Introduction

The relational database management system (RDBMS) was proposed by Edgar Codd of IBM Research around 1969. For several decades after that, RDBMS became the de facto standard for storing and retrieving data. Today, there are many RDBMS products like Oracle, IBM DB2, and Microsoft SQL Server that are commercial RDBMS solutions. There are also many open-source solutions, like MySQL, and also embedded databases like SQLite and Apache Derby.

Why is it called Relational?

A relational database organizes data in tables. A table is made up of rows and columns. A table is also called an entity. Here is an example of a database table called 'Customers' which has two rows and four columns:

Table (Entity) name: Customers

firstname	lastname	address	gender
John	Doe	123, anywhere street, anycity, anycountry	male
Jane	Doe	123, anywhere street, anycity, anycountry	female

A row is also called a record, and a column is also called a field. The four columns are 'firstname', 'lastname', 'address', and 'gender'.

What is SQL?

The language to create, read, update, and delete (a.k.a. CRUD) data and tables is called Structured Query Language (SQL).

Throughout the years, SQL has evolved, and to ensure some standards in SQL across the different vendors and to define some best practices, the American National Standards Institute (ANSI) established standards for SQL, which is called ANSI SQL. If a vendor is ANSI SQL-compliant, then a query that runs and fetches results on one database, like DB2, will also run the same way against the same table in another ANSI SQL-compliant database, like MySQL. Reference: https://www.ansi.org/

How are relationships formed?

Multiple tables can have relationships with each other. Establishing relationships between tables helps to store data efficiently. Let us take an example. Let us assume the customer table that we created earlier belongs to an eCommerce website like Amazon, and we also need to hold the order information of their purchases. Let us say the first customer purchased two orders over a period of a month, and the second customer placed 3 orders during the same time. So let us add the extra fields to hold the order information:

firstName	lastName	address	gender	orderID	itemsPurchased	date
John	Doe	123, anywhere street, anycity, anycountry	male	1	'sql book'	12/01/2019
Jane	Doe	123, anywhere street, anycity, anycountry	female	3	'html book'	12/02/2019
John	Doe	123, anywhere street, anycity, anycountry	male	2	'java book'	12/05/2019
Jane	Doe	123, anywhere street, anycity, anycountry	female	4	'css book'	12/06/2019
Jane	Doe	123, anywhere street, anycity, anycountry	female	5	'javascript book'	12/08/2019

Is this an efficient way of storing data? What is the problem?

The firstName, lastName, address, and gender are repeating in multiple rows. For a few rows, it does not matter if the data is repeating, but for large datasets, it is indeed not an efficient way of storing the data. How can we solve this? We can solve this by creating another table called 'Orders' and then creating a relationship between the two tables. And this is how you would do it:

Table: Customers

customerID	firstName	lastName	address	gender
1	John	Doe	123, anywhere street, anycity, anycountry	male
3	Jane	Doe	123, anywhere street, anycity, anycountry	female

Table: Orders

customerID	orderID	itemsPurchased	date
1	1	'sql book'	12/01/2019
2	3	'html book'	12/02/2019
1	2	'java book'	12/05/2019
2	4	'css book'	12/06/2019
2	5	'javascript book'	12/08/2019

By arranging the tables this way, we do not have the customer's firstName, lastName, address, and gender repeating in multiple rows. And we had to add an extra column called customerID that corresponds to a unique ID of a specific customer. And this ID is again used in the Orders table to identify which order belongs to which customer.

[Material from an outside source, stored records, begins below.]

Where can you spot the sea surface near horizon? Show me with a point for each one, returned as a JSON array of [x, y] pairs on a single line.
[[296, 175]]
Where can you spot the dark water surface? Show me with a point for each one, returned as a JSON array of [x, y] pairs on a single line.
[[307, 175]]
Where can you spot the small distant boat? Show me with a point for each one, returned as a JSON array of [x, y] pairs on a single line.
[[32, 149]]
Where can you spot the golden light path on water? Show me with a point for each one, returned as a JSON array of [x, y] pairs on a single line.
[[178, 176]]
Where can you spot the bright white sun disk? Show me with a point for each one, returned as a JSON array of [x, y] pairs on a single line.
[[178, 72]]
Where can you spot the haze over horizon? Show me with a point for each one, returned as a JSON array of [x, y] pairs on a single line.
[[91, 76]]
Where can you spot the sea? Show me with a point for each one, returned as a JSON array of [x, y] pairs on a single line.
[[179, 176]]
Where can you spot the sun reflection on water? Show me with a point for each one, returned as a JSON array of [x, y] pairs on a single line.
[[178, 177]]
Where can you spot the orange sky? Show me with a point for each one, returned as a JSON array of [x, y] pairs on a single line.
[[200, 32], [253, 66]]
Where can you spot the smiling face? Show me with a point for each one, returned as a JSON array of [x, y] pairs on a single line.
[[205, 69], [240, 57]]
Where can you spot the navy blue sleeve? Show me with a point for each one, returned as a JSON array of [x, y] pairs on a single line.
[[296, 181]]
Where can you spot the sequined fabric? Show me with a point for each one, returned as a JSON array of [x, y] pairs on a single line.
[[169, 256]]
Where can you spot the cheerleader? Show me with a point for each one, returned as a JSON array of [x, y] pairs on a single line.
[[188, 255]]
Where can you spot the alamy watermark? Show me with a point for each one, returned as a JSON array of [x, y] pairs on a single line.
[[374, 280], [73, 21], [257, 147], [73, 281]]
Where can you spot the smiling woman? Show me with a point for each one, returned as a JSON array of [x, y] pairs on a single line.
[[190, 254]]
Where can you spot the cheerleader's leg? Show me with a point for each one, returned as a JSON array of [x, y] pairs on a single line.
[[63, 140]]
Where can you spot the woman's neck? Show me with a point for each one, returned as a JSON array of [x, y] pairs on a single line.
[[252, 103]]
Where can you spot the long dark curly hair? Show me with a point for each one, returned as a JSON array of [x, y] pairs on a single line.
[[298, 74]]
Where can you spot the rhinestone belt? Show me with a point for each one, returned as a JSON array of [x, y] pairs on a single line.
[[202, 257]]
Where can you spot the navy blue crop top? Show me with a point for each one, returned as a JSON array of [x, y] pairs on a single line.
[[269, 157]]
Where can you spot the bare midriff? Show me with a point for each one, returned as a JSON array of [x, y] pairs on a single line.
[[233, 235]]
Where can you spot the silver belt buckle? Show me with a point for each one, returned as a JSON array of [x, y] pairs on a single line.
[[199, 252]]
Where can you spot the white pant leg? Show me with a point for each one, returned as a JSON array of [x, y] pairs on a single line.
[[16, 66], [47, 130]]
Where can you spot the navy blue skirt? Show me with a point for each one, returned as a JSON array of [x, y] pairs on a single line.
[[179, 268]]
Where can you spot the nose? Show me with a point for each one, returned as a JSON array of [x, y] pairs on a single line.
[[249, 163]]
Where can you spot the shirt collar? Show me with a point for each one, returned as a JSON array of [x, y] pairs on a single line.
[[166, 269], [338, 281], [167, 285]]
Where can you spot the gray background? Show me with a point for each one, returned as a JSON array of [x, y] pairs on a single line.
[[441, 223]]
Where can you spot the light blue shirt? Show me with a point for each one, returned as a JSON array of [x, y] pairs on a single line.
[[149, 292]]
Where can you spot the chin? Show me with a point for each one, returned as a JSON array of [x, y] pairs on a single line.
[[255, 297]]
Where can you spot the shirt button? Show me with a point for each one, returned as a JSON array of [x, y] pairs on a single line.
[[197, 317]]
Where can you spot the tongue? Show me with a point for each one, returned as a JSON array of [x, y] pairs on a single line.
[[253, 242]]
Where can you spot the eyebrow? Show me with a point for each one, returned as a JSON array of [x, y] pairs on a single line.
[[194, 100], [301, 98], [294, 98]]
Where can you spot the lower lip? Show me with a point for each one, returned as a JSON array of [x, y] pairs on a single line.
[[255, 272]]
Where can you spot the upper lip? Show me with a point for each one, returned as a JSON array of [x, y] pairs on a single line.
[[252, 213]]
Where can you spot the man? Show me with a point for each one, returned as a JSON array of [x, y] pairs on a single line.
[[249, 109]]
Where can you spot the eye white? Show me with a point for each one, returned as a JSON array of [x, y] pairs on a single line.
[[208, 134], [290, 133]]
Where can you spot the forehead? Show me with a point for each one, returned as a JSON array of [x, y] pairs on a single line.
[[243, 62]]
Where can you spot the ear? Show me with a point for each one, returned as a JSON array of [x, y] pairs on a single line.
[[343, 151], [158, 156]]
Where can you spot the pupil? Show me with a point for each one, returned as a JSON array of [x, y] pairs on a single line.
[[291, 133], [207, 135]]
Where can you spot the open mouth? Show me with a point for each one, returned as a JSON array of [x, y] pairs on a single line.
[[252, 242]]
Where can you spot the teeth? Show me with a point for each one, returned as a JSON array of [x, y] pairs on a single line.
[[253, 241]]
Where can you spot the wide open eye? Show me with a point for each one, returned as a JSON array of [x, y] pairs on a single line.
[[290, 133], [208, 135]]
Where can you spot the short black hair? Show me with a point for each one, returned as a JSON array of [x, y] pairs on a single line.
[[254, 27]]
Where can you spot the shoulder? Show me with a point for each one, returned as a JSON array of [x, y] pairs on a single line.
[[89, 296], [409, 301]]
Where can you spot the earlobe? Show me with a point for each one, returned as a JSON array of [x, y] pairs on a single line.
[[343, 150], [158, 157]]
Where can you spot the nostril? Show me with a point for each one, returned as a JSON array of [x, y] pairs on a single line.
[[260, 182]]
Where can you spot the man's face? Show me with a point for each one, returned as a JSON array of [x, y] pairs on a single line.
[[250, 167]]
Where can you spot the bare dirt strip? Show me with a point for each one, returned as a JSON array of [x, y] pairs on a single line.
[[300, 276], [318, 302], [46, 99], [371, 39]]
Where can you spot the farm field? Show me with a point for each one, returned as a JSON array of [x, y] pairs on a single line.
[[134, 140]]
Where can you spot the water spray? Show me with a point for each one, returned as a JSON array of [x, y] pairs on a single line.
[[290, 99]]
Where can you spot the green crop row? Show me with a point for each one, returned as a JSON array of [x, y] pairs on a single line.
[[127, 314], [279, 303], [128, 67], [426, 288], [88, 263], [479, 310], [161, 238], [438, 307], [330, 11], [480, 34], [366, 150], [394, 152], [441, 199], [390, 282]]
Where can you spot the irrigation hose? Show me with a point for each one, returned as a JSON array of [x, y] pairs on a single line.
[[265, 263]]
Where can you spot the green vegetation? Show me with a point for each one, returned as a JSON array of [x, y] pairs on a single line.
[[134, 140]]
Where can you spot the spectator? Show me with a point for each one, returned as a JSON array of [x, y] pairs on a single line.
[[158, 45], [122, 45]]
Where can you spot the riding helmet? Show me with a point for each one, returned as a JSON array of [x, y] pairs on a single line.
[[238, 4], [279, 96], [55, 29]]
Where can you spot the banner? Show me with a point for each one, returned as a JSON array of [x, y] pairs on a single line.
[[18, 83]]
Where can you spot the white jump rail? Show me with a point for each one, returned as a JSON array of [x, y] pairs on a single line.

In other words, we created two tables and formed a relationship between them. The customerID is a column that is identified as the Primary Key. A Primary Key column is not allowed to have duplicate values. Each primary key identifies a unique customer record. This primary key, which identifies a unique customer record, is used in the Orders table to help associate a specific order that the customer with that primary key placed. The customerID column in the Orders table can have duplicate values as the same customer may be placing multiple orders. When this customerID in the Orders table is constructed such that it is restricted to only contain one of the values of the customerID key in the Customers table, we say that there is a relationship formed between the two tables. The customerID key in the Orders table is called the 'foreign key' as it contains only those values that are present in the customerID column of the Customers table.

erd diagram

The above diagram is called an Entity Relationship Diagram (ERD). This relationship is a 'one-to-many' type of a relationship because for every one primary key value in the Customers table, there may be zero to many foreign keys associated with it in the Orders table.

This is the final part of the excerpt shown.